O preconceito é algo que raramente as pessoas assumem ter e, na maioria das vezes, não têm noção do que representa. Do conceito de preconceito, tendo em vista idéias pré-concebidas, a discriminação surge, seja na raça, na religião, na cor ou tipo de cabelo; doença, deficiência física ou mental; nível cultural ou sócio-econômico; sexo ou preferência sexual; cidade ou país de origem etc.

A sociedade condena os preconceituosos ao mesmo tempo em que instiga o preconceito entre as pessoas. Atualmente, a Internet é um meio muito eficaz de propagação de idéias preconceituosas, haja vista a quantidade de piadas e textos discriminatórios contra os “negros”, as “mulheres”, os “gordos”, os “baianos”, os “portugueses”, as “loiras”, os “caipiras”, os “quarentões”, o “sistema carcerário”, as “músicas sertanejas” etc. São colocações corriqueiras como “Nossas prisões estão cheias de negros e nordestinos”, “Os gays são responsáveis pela epidemia de Aids”, “Fui assaltada ontem. O assaltante era um negro...” que denotam o preconceito velado de uma sociedade hipócrita e acabam por configurar um campo propício para a proliferação do preconceito. Não somos perfeitos e temos o direito de rejeitar as diferenças, mas jamais de negar aos outros os mesmos direitos que a nós são concedidos, de mutilá-los da mesma liberdade de ação e pensamento de que dispomos.

Nos deparamos, no filme “Filadélfia”, com alguns exemplos fortes de preconceito. O mais evidente é o preconceito contra os homossexuais e, concomitante a este, o preconceito contra o indivíduo portador do vírus HIV. É inegável que os fatores que fortalecem um preconceito são, sem dúvida, a ignorância e o medo. E, para comprovar isso, no caso específico do filme, podemos ressaltar o fato de que o enredo se desenvolve quando a Aids ainda estava despontando e o que se sabia a respeito, era pouco difundido e mal interpretado. Algumas cenas nos mostram isso claramente, por exemplo, quando o advogado Joe Miller ao dar a mão a Andrew Beckett, descobre logo em seguida que este está com Aids; por alguns instantes fica olhando para a mão um tanto quanto atemorizado, faz menção de limpá-la, fica incomodado e procura manter uma certa distância de Andrew. A insegurança o faz procurar um médico de sua confiança para tirar dúvidas quanto às formas de contágio da doença, e, mediante as explicações do médico, consegue ficar um “pouco” mais aliviado. Outro exemplo, é uma cena do julgamento, na qual Andrew Beckett é interpelado sobre seus conhecimentos a respeito da doença. Ele responde que já havia “ouvido falar” vagamente sobre uma doença denominada “peste gay”...

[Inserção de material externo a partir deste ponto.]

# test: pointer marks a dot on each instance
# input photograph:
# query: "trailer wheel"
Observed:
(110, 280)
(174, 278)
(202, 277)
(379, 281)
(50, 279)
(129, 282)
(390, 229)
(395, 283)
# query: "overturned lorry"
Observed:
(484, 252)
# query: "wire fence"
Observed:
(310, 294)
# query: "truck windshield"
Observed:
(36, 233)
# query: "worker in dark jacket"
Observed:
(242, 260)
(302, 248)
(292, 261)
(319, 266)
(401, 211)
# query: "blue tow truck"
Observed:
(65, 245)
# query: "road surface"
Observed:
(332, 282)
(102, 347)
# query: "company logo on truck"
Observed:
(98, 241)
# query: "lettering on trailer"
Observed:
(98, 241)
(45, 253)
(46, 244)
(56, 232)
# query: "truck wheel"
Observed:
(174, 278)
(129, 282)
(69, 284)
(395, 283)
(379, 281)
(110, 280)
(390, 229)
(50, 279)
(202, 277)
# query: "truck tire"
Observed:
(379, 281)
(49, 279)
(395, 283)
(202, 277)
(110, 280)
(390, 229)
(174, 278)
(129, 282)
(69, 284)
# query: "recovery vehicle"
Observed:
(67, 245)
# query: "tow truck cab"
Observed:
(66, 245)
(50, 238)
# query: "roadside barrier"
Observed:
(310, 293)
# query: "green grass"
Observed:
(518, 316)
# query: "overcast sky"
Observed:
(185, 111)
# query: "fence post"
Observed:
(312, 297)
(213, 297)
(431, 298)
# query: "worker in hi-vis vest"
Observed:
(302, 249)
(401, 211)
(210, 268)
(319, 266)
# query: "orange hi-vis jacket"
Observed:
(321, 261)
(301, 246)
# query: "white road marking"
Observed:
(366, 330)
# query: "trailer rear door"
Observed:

Com as primeiras tentativas de explicação da epidemia de Aids, nasceu o preconceito contra os que contraiam o tal vírus HIV. A saber: “peste gay”, como era conhecida no início; “grupos de risco”, pessoas que pertenciam a um grupo com pré-disposição a contrair a doença e cujo contato deveria ser evitado: os homossexuais, os bissexuais e os que viviam da prostituição. Com o alto nível de contágio pelo consumo de drogas injetáveis, o partilhar de seringas e a falta de controle do sangue desde o começo da epidemia (que infectou vários hemofílicos), o “medo” tomou proporções astronômicas. Atualmente fala-se em “comportamento de risco”, uma vez que a Aids tornou-se uma realidade bem próxima.

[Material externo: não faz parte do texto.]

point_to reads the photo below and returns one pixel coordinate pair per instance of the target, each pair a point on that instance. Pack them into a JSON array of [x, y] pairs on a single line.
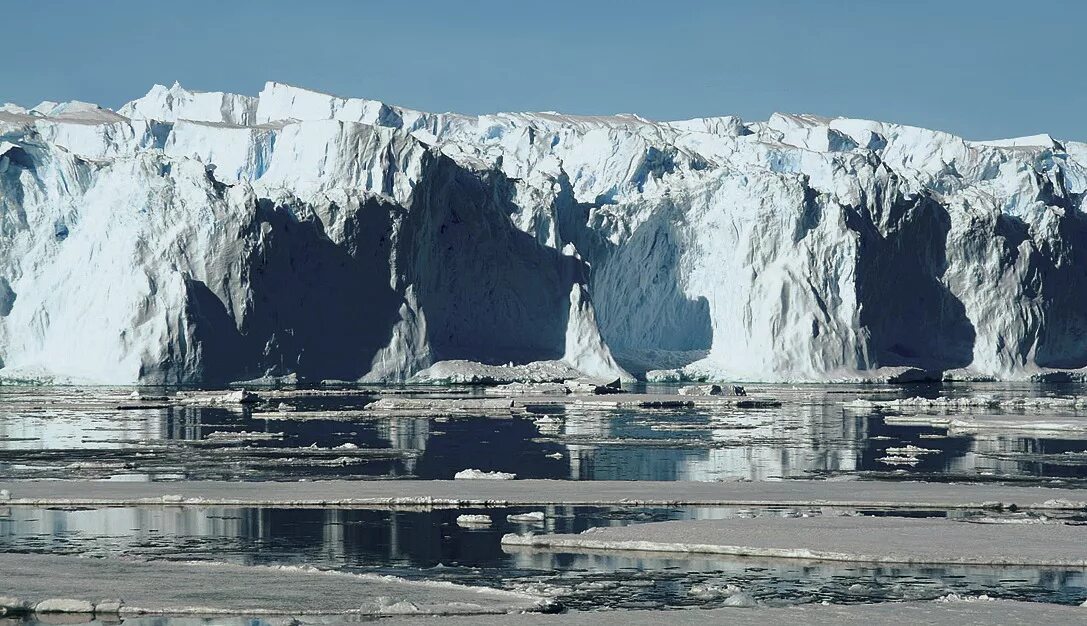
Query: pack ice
[[205, 237]]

O problema da Aids, mostrado de forma tão singular no filme “Filadélfia”, traz à tona todo pânico de se estar diante de uma doença incurável e que tem a morte como pano de fundo. Sobre isso, Herbert de Souza (“Betinho”) disse: “A doença que mistura racismo, sexo e sangue, só pode ser uma doença revolucionária”.

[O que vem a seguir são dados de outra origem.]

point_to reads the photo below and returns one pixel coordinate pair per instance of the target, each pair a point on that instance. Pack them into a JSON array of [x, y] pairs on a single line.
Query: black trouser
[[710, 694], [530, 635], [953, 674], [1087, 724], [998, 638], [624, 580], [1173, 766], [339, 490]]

Crer-se livre de preconceitos é estar-se prejulgando ou preestabelecendo um comportamento predeterminado pela sociedade; é prescrever no livro da vida uma pré-confissão da hipocrisia humana; é crer-se dotado de prematura predestinação à perfeição, incorrendo no imperdoável erro de subjugar seus semelhantes. Preordenar a si atitudes antidiscriminatórias é a preconização de atos de efeito, com o intento único de justificar-se perante a própria consciência. A inversão de valores éticos e morais é a auto-condenação à condição de iníquo; é estar-se predestinado à conviver com a ambigüidade do “eu” que, se por um lado prenuncia-se um “ser isento de preconceitos”, por outro comete atos discriminatórios e preconceituosos contra tudo aquilo que “difere dos padrões” impostos pela sociedade.